De eerste Leidse speeltuinverenigingen zijn duidelijk verbonden met een aantal woningbouwverenigingen. Het gaat om die woningbouwverenigingen, die we zelforganisaties kunnen noemen. Dat zijn dan nog echte verenigingen, waar de leden het voor het zeggen hebben – de leden-bewoners én de woningzoekende leden. Zij zijn opgericht door arbeiders en woningzoekenden zelf, niet door mensen uit de midden- en hogere klassen, en ook niet door de overheid.
De Woningwet van 1901 maakt het mogelijk verenigingen op te richten om sociale woningen te bouwen. Werkmanswoningen (opgericht in 1891, nu Portaal) is in 1904 de eerste erkende woningbouwvereniging van Leiden (en Nederland!). Daarvan kunnen bewoners en woningzoekenden geen lid worden; het is een ‘heren’-club, met een gemeentelijke vinger in de pap. Vanaf 1912 verschijnt een hele reeks nieuwe Leidse woningbouwverenigingen, vooral zelforganisaties, vaak afkomstig uit de arbeidersbeweging en meestal met een levensbeschouwelijke of politieke kleur.

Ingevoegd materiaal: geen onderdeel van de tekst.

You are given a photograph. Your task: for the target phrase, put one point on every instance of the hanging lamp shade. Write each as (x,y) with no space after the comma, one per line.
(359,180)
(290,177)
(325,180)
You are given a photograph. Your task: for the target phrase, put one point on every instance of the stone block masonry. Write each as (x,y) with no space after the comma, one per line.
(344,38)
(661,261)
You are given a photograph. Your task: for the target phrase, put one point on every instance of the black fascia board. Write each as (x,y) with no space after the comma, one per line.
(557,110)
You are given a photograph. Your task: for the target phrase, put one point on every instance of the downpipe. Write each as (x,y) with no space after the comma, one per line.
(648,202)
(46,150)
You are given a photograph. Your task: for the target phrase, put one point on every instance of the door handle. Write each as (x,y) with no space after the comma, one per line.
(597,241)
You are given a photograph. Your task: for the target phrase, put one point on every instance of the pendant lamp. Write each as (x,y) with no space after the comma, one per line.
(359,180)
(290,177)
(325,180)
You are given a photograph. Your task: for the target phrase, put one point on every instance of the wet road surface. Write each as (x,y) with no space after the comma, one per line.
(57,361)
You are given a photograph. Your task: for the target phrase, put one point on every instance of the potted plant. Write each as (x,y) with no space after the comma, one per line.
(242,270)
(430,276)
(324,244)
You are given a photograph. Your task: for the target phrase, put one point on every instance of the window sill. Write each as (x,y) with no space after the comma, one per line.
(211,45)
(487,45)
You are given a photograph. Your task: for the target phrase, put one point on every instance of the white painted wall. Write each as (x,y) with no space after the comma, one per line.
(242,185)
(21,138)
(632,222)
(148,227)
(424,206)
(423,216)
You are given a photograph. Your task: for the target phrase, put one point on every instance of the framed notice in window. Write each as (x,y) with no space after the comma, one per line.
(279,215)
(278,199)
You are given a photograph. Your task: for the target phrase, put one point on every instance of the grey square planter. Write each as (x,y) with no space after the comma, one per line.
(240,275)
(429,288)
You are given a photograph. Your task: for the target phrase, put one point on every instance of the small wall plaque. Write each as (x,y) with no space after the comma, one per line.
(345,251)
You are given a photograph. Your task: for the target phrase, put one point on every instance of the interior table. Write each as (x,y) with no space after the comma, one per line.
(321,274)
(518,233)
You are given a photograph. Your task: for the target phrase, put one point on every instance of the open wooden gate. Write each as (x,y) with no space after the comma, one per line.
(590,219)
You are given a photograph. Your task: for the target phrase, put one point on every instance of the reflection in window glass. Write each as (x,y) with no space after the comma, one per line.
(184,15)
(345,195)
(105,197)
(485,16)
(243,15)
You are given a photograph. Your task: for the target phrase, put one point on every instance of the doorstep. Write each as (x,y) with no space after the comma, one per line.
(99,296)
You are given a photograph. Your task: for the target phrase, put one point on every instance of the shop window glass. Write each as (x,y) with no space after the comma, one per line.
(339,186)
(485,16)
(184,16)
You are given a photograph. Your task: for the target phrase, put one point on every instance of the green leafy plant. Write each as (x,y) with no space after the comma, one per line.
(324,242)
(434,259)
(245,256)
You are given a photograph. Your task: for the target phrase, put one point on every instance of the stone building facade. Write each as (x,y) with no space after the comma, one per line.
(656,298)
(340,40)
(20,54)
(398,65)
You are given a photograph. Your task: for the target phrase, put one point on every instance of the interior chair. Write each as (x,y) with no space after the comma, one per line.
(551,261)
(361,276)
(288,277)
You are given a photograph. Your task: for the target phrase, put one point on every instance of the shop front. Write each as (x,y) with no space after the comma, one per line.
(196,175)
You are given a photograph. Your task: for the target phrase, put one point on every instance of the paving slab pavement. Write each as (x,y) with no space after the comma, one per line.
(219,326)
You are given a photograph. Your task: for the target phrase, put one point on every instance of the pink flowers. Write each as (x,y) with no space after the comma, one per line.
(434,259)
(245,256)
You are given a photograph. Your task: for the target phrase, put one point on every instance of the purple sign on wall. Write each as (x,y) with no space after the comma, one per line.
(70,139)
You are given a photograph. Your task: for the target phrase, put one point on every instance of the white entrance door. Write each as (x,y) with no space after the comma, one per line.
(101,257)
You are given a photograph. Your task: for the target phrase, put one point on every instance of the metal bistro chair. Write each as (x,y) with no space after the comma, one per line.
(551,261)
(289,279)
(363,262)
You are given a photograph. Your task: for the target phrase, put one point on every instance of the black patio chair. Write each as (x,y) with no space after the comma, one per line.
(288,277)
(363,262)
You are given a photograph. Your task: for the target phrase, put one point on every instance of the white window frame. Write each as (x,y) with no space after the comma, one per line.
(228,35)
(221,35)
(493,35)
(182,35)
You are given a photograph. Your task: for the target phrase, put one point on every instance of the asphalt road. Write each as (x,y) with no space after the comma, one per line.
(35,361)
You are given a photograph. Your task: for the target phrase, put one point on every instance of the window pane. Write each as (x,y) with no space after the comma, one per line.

De socialistische Eendracht (nu: Sleutels) is in 1912 de eerste. Het politiek neutrale Ons Belang (nu: Sleutels) – voortgekomen uit een huuractie tegen huisjesmelkers – volgt in 1913. Dan zijn er De Eensgezindheid (1915, nu: Portaal) en Ons Doel (1918, nog zelfstandig), afkomstig uit de protestants-christelijke vakbeweging. De Tuinstadwijk (1915, nu: Sleutels) is officieel neutraal, maar wordt gedomineerd door socialistische arbeiders. Dat zijn de vijf zelforganisaties.
Er is ook een Rooms Katholieke bouwvereniging, De Goede Woning (1913, nu: Sleutels), maar die staat onder leiding van katholieke notabelen (plus een pastoor). Bewoners/woningzoekenden hebben er niets te vertellen. Datzelfde geldt voor de Gemeentelijke Woningstichting (1923, nu: Portaal).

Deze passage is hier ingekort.